In a binary search, each pair of compares eliminates half the possibilites. An array of 1024 entries can be searched in a maximum of 20 compares. Compare that to a 1024 maximum for a linear search. Squaring the size of the searched array only doubles the number of compares for a binary search. A binary search can search an array with 1,048,576 entries with a maximum of 40 compares. Compare that to a linear search maximum of 1,048,576.
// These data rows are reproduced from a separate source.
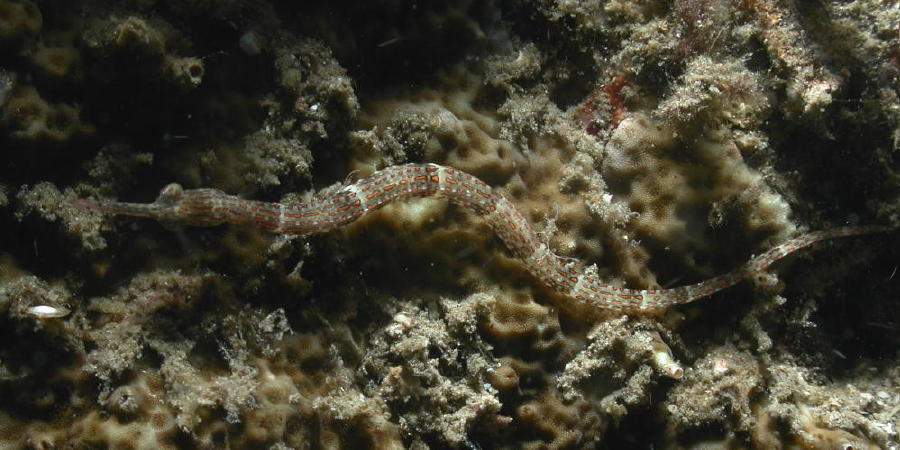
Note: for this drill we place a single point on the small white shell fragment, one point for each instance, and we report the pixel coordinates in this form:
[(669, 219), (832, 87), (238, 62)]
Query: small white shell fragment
[(47, 311)]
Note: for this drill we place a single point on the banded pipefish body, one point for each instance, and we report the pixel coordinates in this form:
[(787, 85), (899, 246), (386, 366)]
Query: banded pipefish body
[(208, 207)]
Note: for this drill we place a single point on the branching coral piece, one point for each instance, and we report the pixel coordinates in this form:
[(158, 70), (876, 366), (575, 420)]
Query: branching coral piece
[(208, 207)]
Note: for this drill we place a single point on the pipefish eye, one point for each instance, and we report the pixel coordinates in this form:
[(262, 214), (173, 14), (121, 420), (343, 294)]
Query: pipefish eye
[(172, 190)]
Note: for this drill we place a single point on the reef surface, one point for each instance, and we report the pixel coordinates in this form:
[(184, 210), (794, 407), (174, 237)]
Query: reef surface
[(663, 141)]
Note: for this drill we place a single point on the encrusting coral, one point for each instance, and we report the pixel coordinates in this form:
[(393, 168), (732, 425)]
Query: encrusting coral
[(637, 147)]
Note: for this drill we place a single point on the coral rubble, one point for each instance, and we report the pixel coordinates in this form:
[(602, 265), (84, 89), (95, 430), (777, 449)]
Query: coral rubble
[(664, 142)]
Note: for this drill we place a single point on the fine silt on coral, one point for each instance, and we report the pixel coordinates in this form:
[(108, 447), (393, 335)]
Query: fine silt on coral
[(660, 142)]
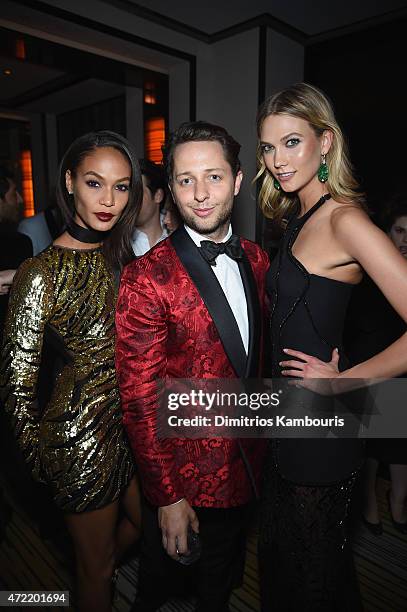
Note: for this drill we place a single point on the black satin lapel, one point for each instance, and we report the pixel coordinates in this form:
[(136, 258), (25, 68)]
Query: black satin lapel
[(212, 294), (254, 316)]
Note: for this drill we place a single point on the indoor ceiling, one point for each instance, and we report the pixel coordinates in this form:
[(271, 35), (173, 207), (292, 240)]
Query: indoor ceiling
[(312, 17)]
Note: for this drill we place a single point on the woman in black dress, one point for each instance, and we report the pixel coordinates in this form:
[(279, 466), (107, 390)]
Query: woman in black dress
[(307, 178), (372, 325)]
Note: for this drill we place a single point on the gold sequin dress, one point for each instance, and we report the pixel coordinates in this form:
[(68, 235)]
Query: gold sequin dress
[(77, 442)]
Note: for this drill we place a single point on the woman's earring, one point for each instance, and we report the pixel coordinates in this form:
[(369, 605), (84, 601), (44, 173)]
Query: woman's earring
[(276, 184), (323, 171)]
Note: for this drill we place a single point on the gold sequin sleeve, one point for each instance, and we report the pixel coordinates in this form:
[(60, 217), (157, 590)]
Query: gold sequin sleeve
[(30, 307)]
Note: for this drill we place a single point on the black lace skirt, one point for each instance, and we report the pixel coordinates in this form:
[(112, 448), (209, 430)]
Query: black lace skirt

The basic binary search algorithm given in the question can be very useful with objects that inherit from a sorted or ordered collection and where you have to implement your own compare and search method to overload the inherited methods. As long as you have a compare that determines less, greater and equal amongst objects, and the collection is ordered or sorted according to that compare, you can use this basic binary search algorithm to search the collection.
while (!StdIn.isEmpty()) { //WHILE THE INPUT FILE (OR STANDARD INPUT) ISN'T EMPTY
int key = StdIn.readInt(); //GET THE NEXT INTEGER
if (rank(key, whitelist) == -1) // USE BINARY SEARCH TO SEARCH FOR THAT INTEGER
StdOut.println(key); //PRINT WHEN IT'S NOT FOUND
}
the code it's executing N binary searches where N is the number of integers in the standard input file.
the complexity is O(n * log n) + O(m * log n). n and m the sizes of the different files. n of the while list, and m of the other. This will work well if the whilelist is much smaller than the other file. If not, it'd probably be a better idea to sort both files, and compare them using something like the merge step of the merge sort.
I think creating hash table will be better than modified merge sort algorithm for comparing large files containing only ints.All you have to do is to read the first file(which it is already doing) and while reading put the ints in some sort of hash table. Read the next file one int at a time, which the loop in main is doing, calculate the hash of the int and compare if the table contains any value or not in the hash table corresponding to the hash. i have assumed perfect hash table, so you might need to modify in case of collisions.